Datacom-Textron spins its Everett office to California

  • KATHY DAY / Herald Writer
  • Wednesday, October 25, 2000 9:00pm
  • Local News


Herald Writer

EVERETT — Datacom-Textron will merge with a Southern California subsidiary of its parent company, officials said Wednesday. But the move doesn’t mean that all the employees are leaving.

Although Datacom will no longer exist as an Everett company, a portion of its employees plan to spin out a new local company that will continue to produce a line of network testing equipment called Legacy, said Dennis Horwitz, a spokesman for Rifocs Corp, which makes similar equipment for fiber-optic testing. Rifocs is based in Camarillo, Calif., northwest of Los Angeles.

Details about the new company were not available Wednesday.

The merger, announced Wednesday by executives of parent company Textron, will combine Datacom’s work in the area of test equipment for copper-cable local area networks with the operations of Rifocs, Horwitz said.

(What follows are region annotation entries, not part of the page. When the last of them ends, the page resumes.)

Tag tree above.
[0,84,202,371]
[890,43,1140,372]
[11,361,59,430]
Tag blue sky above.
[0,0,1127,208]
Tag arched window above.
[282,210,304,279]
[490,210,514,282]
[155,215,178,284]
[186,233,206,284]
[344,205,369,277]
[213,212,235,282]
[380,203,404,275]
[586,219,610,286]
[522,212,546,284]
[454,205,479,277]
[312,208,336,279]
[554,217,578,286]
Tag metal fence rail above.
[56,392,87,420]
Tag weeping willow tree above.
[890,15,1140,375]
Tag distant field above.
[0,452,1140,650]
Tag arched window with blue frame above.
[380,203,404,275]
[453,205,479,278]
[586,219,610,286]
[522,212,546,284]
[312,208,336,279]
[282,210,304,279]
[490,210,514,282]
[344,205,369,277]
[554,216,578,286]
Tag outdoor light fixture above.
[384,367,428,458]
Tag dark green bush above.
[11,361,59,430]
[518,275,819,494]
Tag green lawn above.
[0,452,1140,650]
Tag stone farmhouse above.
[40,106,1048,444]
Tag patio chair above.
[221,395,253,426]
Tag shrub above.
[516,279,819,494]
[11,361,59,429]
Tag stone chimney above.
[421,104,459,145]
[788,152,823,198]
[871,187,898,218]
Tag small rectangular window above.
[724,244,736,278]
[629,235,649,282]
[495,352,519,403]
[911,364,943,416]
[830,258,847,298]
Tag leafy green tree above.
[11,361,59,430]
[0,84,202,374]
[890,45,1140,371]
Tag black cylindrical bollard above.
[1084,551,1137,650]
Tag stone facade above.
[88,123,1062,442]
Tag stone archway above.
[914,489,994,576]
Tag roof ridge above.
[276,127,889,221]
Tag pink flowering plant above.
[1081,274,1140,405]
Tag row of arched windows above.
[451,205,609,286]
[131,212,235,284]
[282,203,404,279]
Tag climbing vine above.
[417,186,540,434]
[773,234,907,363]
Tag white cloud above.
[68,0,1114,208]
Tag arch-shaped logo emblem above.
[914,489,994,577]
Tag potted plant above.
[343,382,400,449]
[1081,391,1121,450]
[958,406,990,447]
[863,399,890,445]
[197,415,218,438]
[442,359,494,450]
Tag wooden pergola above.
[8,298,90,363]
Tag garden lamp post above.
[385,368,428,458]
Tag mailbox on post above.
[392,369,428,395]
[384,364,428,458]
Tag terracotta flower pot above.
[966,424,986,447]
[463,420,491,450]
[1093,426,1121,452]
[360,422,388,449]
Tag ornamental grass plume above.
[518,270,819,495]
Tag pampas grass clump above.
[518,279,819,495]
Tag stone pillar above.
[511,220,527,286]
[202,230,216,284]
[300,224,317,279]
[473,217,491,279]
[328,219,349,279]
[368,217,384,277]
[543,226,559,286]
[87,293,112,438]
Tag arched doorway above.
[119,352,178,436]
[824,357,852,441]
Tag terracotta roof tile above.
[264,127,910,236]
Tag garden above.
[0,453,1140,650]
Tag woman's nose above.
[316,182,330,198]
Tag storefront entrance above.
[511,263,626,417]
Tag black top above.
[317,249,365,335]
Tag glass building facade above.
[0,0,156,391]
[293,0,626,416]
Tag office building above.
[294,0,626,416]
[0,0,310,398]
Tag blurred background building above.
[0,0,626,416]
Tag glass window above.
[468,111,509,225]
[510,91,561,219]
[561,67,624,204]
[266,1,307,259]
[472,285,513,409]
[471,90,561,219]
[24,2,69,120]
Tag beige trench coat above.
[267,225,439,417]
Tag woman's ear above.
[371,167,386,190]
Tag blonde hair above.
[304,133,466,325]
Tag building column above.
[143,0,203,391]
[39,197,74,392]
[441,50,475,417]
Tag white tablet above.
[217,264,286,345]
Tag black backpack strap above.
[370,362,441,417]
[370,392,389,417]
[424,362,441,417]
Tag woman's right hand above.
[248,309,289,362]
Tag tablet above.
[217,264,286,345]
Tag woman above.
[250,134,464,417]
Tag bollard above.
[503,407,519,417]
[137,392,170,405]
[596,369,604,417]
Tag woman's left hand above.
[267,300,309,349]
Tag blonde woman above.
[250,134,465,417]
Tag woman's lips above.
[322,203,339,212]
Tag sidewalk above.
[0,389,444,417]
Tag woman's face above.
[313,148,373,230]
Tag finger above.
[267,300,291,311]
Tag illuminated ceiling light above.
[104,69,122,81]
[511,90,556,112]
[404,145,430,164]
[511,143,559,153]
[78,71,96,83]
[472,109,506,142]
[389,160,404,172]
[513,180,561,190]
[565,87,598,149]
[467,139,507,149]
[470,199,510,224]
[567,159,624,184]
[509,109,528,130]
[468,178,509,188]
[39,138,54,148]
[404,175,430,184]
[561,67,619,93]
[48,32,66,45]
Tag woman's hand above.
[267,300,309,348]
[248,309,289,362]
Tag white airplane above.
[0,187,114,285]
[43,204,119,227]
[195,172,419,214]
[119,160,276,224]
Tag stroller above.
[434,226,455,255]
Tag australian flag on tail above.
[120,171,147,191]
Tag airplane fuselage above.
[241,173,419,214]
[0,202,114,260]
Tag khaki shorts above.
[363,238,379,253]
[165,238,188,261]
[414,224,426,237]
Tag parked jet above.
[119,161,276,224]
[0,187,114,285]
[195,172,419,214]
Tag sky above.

Datacom, which has been working with Rifocs on product development for some time, had about 60 employees when merger negotiations began. However, he said, because "we have been unable to get people to move to this area," only about 10 to 15 employees will join Rifocs. Of those, only about five will actually relocate, he added, because some regional sales people are located around the country. But he would not say how many people will lose jobs because of the changes.

He said Datacom was not big enough to sustain the Everett location and had been slow in producing new products, so the decision was made to combine the two subsidiaries.

Datacom, founded in 1981 as Datacom Northwest, changed its name to Datacom Technologies in 1988 as it expanded into low-cost, hand-held equipment used to test network cabling. Textron acquired the company in 1998. At that time, a survey by the Snohomish County Economic Development survey showed the company had 75 to 100 employees

Rhode Island-based Textron is a global company with four divisions — aircraft, automotive, finance and industrial, which includes Datacom and Rifocs. After acquiring Rifocs in December, the company "determined it made sense that to combine forces" of the two subsidiaries to advance new product development, Horwitz said.